A Southern California Rapid Transit District decision to spend $8.7 million over four years to lease a downtown office building that it could have purchased years ago was attacked Friday by the author of a just-passed bill that would abolish the district.
"You can't justify this lease to the taxpayers," Assemblyman Richard Katz (D-Sepulveda) said. "It's just bad management. . . . This is the exact reason why we've got to make changes."
Katz charged that the RTD board's decision Thursday to renew the lease on its Main Street headquarters would tie the hands of a new transportation board that Katz hopes will take over Jan. 1. He said he will try to force the RTD into reversing its decision, possibly by "putting strings" on state transportation aid to the district.
Gov. George Deukmejian is considering whether to sign legislation by Katz that would replace the RTD and the Los Angeles County Transportation Commission with a new agency, to be called the Metropolitan Transportation Authority. The governor has until Tuesday to decide.
RTD officials denied that they had foreclosed any options for the possible new board, saying the lease renewal can be broken. Moreover, said Jeffrey Lyon, the RTD's real estate director, vacating the premises would take at least two years for an organization as large as the RTD.

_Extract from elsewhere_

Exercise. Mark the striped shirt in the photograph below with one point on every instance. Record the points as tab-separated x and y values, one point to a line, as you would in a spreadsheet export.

Critics charge that the RTD made a major blunder when it passed up opportunities to purchase the office building in 1976, when it moved in, or in 1979, when the building was sold for $6.5 million.
The RTD reportedly has spent more than $20 million on rent and improvements in the last 11 years. District officials say they did not try to buy the building because they did not want to stay in the Skid Row area, despite pressure from city officials to remain and act as an anchor for improving the area. Until federal funding dried up a few years ago, the district had been planning to build a new office near Union Station, north of downtown.
RTD General Manager John Dyer told the board Thursday that the district cannot now afford to purchase the building, which he estimated could be worth $10 million or more. After a study of rents elsewhere downtown, Dyer said exercising the renewal of the lease was the best interim decision.
"There's simply not anything available that is priced at or near this level," Dyer said.
On a 10-2 vote, the board agreed. It also instructed Dyer to begin aggressively developing a plan to build or purchase a new office building, but that decision is likely to be made by the new board, if the reorganization bill is enacted.